Tatsächlich spielen diese Auslandsinvestitionen eine immer größere Rolle für die US-Wirtschaft:
Der Anteil der aus dem Ausland überwiesenen Primäreinkommen an allen Einkünften, die aus dem Ausland in die USA fließen, hat sich seit Anfang der 1990er Jahre von rund 21 auf rund 27 Prozent erhöht.
In Deutschland dagegen hat sich der Anteil der Primäreinkommen von 1991 bis 2017 deutlich reduziert – von mehr als 15 auf 11 Prozent.
Außenhandelsstatistik ist unscharf
Apropos Deutschland: Aus amerikanischer Sicht ist von den EU-Mitgliedsstaaten vor allem Deutschland der böse Exportsünder. Doch so einfach liegen die Dinge hier ebenfalls nicht. Denn die Interpretation der Außenhandelsdaten wird auch dadurch erschwert, dass es erhebliche statistische Unschärfen gibt – und die machen es nahezu unmöglich, ein gerechtes Urteil zu fällen. Das zeigt sich deutlich, wenn man einen näheren Blick auf die US-Handelsbeziehungen mit den EU-Ländern wirft:
Erstens kommen die Güter aus den USA in Europa meist per Schiff an, Hauptumschlagplatz ist Rotterdam. Auch US-Exporte nach Deutschland werden dann als Lieferungen in die Niederlande gezählt, was die Statistik verfälscht. So betrug der Anteil der US-Exporte in die Niederlande an allen US-Exporten in die EU 2017 fast 15 Prozent – dabei wohnen nur rund 3 Prozent der Europäer in den Niederlanden und die dortige Wirtschaftsleistung macht nur 4 Prozent des EU-Gesamtwerts aus.
Zweitens gibt es einen ähnlichen Effekt bei der Zuordnung von Dienstleistungsgeschäften: Häufig wickeln amerikanische Firmen ihre Geschäfte mit Europa über Niederlassungen in Irland oder den Niederlanden ab. Dann werden deutsche Dienstleistungsimporte aus den USA einerseits als Handel zwischen Deutschland und den EU-Partnern Irland oder den Niederlanden verbucht und andererseits als Handel zwischen Irland oder den Niederlanden mit den USA. So wurden beispielsweise im Jahr 2016 rund 20 Prozent der US-Dienstleistungsexporte in die EU für Irland verbucht und nur knapp 14 Prozent für Deutschland.
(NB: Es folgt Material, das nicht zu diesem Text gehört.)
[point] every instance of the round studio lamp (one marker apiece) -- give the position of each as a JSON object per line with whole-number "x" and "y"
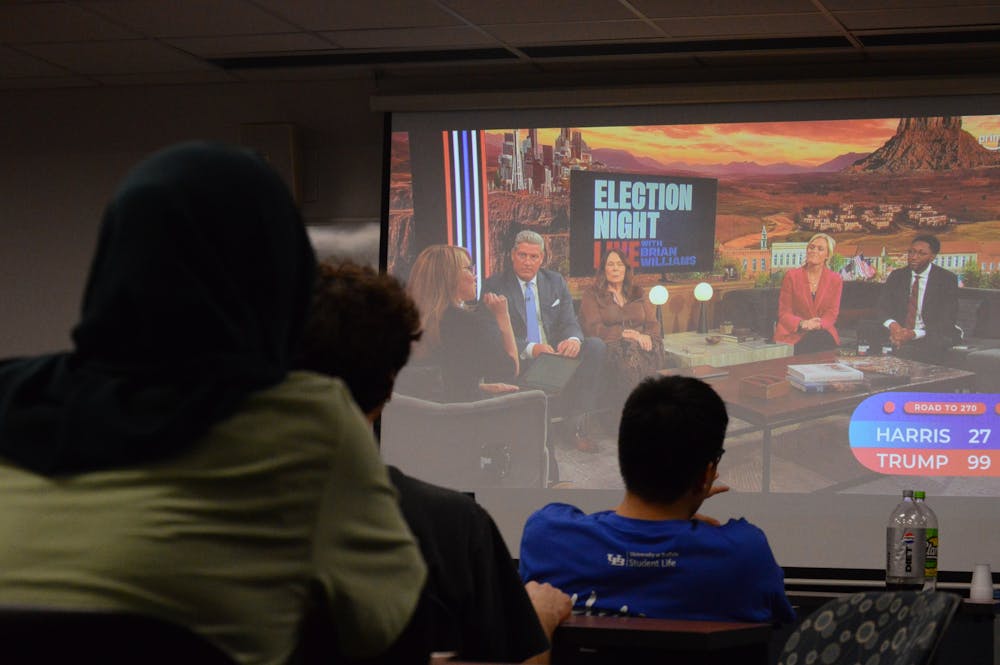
{"x": 703, "y": 293}
{"x": 658, "y": 295}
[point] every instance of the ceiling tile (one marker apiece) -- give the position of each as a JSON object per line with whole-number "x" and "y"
{"x": 46, "y": 82}
{"x": 708, "y": 8}
{"x": 237, "y": 45}
{"x": 414, "y": 38}
{"x": 776, "y": 25}
{"x": 55, "y": 22}
{"x": 323, "y": 15}
{"x": 119, "y": 57}
{"x": 167, "y": 78}
{"x": 539, "y": 11}
{"x": 589, "y": 32}
{"x": 20, "y": 65}
{"x": 944, "y": 6}
{"x": 920, "y": 17}
{"x": 190, "y": 18}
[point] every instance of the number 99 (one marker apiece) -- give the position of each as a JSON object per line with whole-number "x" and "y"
{"x": 979, "y": 461}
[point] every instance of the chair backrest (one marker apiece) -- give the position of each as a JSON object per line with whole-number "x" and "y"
{"x": 49, "y": 635}
{"x": 900, "y": 627}
{"x": 494, "y": 442}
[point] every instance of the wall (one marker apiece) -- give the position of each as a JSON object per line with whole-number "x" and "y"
{"x": 62, "y": 153}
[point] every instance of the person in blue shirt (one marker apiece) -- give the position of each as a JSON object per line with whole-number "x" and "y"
{"x": 651, "y": 556}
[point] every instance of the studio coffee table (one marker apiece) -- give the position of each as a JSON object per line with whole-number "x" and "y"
{"x": 882, "y": 374}
{"x": 690, "y": 349}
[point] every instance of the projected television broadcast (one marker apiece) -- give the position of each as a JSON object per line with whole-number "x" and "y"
{"x": 711, "y": 228}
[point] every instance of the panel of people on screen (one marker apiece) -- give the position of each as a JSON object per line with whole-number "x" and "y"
{"x": 527, "y": 310}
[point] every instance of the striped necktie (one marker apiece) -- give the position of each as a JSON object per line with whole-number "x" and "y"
{"x": 531, "y": 313}
{"x": 911, "y": 305}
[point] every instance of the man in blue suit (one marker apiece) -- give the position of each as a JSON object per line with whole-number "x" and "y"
{"x": 544, "y": 321}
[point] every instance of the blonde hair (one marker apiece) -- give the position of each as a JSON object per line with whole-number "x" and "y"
{"x": 831, "y": 244}
{"x": 433, "y": 285}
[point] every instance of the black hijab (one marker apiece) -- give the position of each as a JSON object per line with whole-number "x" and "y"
{"x": 197, "y": 297}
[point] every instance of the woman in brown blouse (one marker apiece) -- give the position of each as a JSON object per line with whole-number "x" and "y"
{"x": 618, "y": 311}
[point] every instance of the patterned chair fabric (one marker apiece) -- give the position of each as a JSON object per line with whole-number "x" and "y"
{"x": 872, "y": 628}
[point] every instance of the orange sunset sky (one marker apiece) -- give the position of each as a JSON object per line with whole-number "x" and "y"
{"x": 807, "y": 143}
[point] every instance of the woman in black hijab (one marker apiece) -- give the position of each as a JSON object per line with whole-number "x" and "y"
{"x": 173, "y": 443}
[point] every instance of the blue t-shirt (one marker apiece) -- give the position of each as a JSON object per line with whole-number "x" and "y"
{"x": 671, "y": 569}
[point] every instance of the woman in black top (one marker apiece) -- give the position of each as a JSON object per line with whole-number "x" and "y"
{"x": 473, "y": 345}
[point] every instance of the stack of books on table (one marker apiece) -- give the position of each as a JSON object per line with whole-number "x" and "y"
{"x": 821, "y": 377}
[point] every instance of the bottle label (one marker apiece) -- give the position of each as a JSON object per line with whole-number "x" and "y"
{"x": 930, "y": 554}
{"x": 906, "y": 551}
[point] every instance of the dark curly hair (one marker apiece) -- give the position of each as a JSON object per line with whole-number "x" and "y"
{"x": 360, "y": 329}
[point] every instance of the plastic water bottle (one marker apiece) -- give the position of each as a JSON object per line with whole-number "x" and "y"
{"x": 931, "y": 540}
{"x": 906, "y": 546}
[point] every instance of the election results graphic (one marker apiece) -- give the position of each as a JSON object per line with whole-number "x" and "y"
{"x": 928, "y": 434}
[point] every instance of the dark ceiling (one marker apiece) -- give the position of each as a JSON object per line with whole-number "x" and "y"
{"x": 433, "y": 45}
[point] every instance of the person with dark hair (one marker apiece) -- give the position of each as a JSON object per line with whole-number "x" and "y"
{"x": 171, "y": 464}
{"x": 652, "y": 556}
{"x": 617, "y": 310}
{"x": 544, "y": 321}
{"x": 362, "y": 327}
{"x": 809, "y": 302}
{"x": 918, "y": 306}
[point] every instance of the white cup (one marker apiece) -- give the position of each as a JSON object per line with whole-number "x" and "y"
{"x": 981, "y": 589}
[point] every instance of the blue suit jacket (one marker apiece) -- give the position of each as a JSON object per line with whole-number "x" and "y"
{"x": 558, "y": 316}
Es gibt aber noch ein weiteres grundsätzliches Problem in Sachen Handelsstatistik: Jedes Land erhebt seine Daten auf andere Weise – mit der Folge, dass die Ergebnisse oft im Widerspruch zueinander stehen. So behaupten sowohl die Briten als auch die US-Amerikaner, mit dem jeweils anderen Land einen Leistungsbilanzüberschuss zu haben.